The high price of office space is creating an underground economy in downtown Washington.

While the people who run big law firms still favor rooms with views, they are asking developers to dig deeper and provide cut-rate basement space for some of their so-called "back-office" employees.

The trend could add a new twist to the stratification of the downtown work force.

"It seems like the answer to everybody's prayer, but it's not that easy to deal with it," said Steven Teitelbaum of the law firm Jones, Day Reavis & Pogue. "There are a lot of touchy-feely issues that have nothing to do with economics. The ... problem is, who do you put below grade? That requires a decision that a lot of law firms, for political reasons, aren't willing to make."

Despite the glut of office space and the deep rent discounts developers are offering, major law firms that last negotiated leases several years ago are experiencing sticker shock as they shop for new and bigger offices. The same firms generally have added a disproportionately large number of support personnel in recent years.

The law firms' desire to lower overhead could drive many of those workers underground.

"Prices have gotten so high in general, costs have gotten so out of hand ... nobody can afford them anymore unless they start moving ... into the basement," Teitelbaum explained.

One developer predicted that even attorneys in large firms, whose offices traditionally exude prestige and reflect their place in the corporate pecking order, may be assigned underground offices.

"Because of the economics of the space, you're going to see more and more firms putting working attorneys down there," said Richard Garr of Circle Development, which is planning to include 110,000 square feet of underground offices in a 750,000-square-foot building at 2121 Pennsylvania Ave. NW. "This is a new trend that really is being driven by economics, the pure cost of having a lot of space downtown that is very expensive," Garr said.

Developers call it "below-grade" space. Although the phrase has other connotations, it means below ground.

Space in the windowless subterranean office warrens will rent for about half the price of higher-level offices in the same buildings, real estate executives said. The difference could translate into savings of more than $1 million a year for a big tenant.

"We're aggressively looking at this space because we think it has big implications for the economics," said Abraham Isenberg, executive financial director of Howrey & Simon, one of several large Washington firms seeking space to expand.

Isenberg said several of his firm's departments -- such as computing, accounting, word processing, copying and personnel -- may be located in underground offices.

While secretaries would not be separated from their bosses, the paralegals who assist lawyers could be moved underground, Isenberg said.

In addition, secure "war rooms" could be created underground for use by teams of lawyers working on major cases. The war rooms would enable lawyers to spread out documents and leave them behind a locked door at the end of the day.

Other firms have considered moving legal libraries underground and creating mock courtrooms where lawyers can rehearse for trials.

Some firms pay top dollar rents for office space they use only for storage.

Few existing downtown buildings feature below-grade space, but some of the major projects in development are incorporating it.
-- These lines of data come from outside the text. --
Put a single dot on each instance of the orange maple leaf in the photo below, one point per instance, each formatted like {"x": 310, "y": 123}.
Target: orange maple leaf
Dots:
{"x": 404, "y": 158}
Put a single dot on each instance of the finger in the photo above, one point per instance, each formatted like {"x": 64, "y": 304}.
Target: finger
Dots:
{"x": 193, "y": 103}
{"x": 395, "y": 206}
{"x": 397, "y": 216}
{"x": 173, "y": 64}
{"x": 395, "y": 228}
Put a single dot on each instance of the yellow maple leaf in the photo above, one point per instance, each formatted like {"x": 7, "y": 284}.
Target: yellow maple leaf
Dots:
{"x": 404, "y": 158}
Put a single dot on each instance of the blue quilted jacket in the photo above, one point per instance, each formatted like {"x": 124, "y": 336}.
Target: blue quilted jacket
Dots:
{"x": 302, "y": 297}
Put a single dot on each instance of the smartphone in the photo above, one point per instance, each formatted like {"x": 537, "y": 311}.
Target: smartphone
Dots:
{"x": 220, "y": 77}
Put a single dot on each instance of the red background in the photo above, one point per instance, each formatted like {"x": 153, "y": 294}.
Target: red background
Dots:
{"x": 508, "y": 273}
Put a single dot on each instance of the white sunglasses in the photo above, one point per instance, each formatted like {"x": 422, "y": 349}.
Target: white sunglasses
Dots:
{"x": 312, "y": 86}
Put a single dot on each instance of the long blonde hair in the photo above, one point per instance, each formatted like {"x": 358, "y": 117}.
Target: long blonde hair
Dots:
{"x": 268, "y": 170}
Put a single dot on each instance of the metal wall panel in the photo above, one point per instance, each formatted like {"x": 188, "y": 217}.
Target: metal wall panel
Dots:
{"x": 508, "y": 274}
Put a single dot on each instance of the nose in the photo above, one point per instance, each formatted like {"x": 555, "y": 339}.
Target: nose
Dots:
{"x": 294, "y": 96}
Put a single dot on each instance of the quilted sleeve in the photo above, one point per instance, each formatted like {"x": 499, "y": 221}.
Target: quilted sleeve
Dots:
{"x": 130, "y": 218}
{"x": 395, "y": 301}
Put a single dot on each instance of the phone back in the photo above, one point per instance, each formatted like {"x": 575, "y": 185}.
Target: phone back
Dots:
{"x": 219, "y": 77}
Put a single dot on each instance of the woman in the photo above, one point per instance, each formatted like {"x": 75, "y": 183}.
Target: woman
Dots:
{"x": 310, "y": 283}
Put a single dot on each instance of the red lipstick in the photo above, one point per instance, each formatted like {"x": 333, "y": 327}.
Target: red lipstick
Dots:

One downtown developer, the Kaempfer Co., recently took the dramatic step of redesigning a building to include underground office space after it already had broken ground.

Kaempfer made no provision for underground offices when it designed the Warner Building at the corner of 13th and E streets NW, a redevelopment of the historic Warner Theatre coupled with a new office building. Kaempfer began digging the foundation last summer.

But Howrey & Simon and other potential tenants wanted underground space. Last fall, Kaempfer's Dutch investment partner and British construction lender agreed that it was worth delaying development and digging a deeper foundation to make the building more competitive. The changes eventually will add "many millions of dollars" to the cost of the building, said J. Byrne Murphy, Kaempfer project manager.

Kaempfer is keeping its options open and, if the tenant prefers, will convert the underground office space to parking, Murphy said.

Another Kaempfer building on the drawing board employs a similar concept. The custom-designed headquarters of Arnold & Porter, a Washington law firm, will include three classes of space: offices with windows, known as A space, for lawyers and other professionals; interior or core space, known as B space, for clerical staff; and underground space, known as C space, for assorted other support staff and activities. The design calls for an atrium to light the underground space.